Electoral card of this political party from 2021.

On June 26, 2021, the mayor of Chacao, Gustavo Duque, gathered in the Plaza Altamira in Caracas with the mayors León Jurado of San Diego, Elías Sayegh of El Hatillo, Manuel Ferreira of Lecheria, Josy Fernández of Los Salias, Morel Rodríguez of Maneiro, Gustavo Delgado of San Cristóbal, Leonel Cegarra of Andrés Bello, and Darwin González of Baruta announced the creation of the FV party.

The party was created mainly as a unitary card of the opposition mayors and political leaders for the 2021 regional elections, in case the Democratic Unity Roundtable declined to participate. The party not only nominated candidates for mayors, councilors and legislative councils, but it also nominated former Baruta councilor David Uzcátegui for the governorship of Miranda.

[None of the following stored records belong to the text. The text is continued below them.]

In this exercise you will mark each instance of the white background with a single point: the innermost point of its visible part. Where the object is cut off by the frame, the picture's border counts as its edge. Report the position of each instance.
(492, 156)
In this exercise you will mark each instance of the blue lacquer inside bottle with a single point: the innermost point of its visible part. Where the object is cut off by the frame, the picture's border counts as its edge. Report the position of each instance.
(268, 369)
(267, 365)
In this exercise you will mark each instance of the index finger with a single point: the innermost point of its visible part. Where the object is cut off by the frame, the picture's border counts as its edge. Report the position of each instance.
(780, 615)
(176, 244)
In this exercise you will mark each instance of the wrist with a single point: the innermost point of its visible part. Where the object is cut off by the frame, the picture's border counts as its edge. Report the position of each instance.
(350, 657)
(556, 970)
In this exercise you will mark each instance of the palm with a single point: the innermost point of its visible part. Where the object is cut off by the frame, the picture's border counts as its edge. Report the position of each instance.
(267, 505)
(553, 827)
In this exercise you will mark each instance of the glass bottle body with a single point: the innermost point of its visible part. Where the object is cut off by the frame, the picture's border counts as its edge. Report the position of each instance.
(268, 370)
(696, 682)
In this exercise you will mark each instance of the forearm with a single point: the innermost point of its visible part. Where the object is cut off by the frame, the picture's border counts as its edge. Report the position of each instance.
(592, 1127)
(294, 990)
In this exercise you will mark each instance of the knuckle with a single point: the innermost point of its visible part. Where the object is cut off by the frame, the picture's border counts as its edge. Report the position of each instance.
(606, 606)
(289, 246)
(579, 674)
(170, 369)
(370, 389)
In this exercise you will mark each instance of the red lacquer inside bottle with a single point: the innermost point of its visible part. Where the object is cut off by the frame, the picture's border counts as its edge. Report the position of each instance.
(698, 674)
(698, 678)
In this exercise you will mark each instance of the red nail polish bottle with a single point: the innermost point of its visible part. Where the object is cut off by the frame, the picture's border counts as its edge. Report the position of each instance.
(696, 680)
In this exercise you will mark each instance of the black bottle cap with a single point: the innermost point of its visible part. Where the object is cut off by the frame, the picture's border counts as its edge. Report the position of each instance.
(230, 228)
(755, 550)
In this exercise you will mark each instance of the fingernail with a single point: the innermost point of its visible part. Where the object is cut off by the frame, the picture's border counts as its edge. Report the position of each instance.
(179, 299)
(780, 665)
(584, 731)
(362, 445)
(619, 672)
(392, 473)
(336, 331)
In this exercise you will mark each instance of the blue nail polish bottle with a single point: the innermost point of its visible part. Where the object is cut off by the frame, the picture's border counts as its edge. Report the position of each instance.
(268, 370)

In August 2021, Neighborhood Force promoted the holding of primary elections to elect unitary candidates for the 2021 regional elections. David Uzcátegui proposed a primary together with Carlos Ocariz, candidate of Justice First, who has the support of the Democratic Unity Roundtable. The party also began a collection of signatures to demonstrate the alleged support of the population for the organization of the opposition primaries. Ocariz and Uzcátegui agreed to carry out four surveys of the Mirandian population, and whoever won more than three was the unit candidate for the MUD. Uzcátegui won three of the polls, although Ocariz refused to acknowledge his victory and refused to give up his candidacy. Finally, on November 11, 2021, Ocariz withdrew in favor of Uzcátegui, positioning Fuerza Vecinal as Miranda's largest party, both in terms of mayors in office and in candidacies.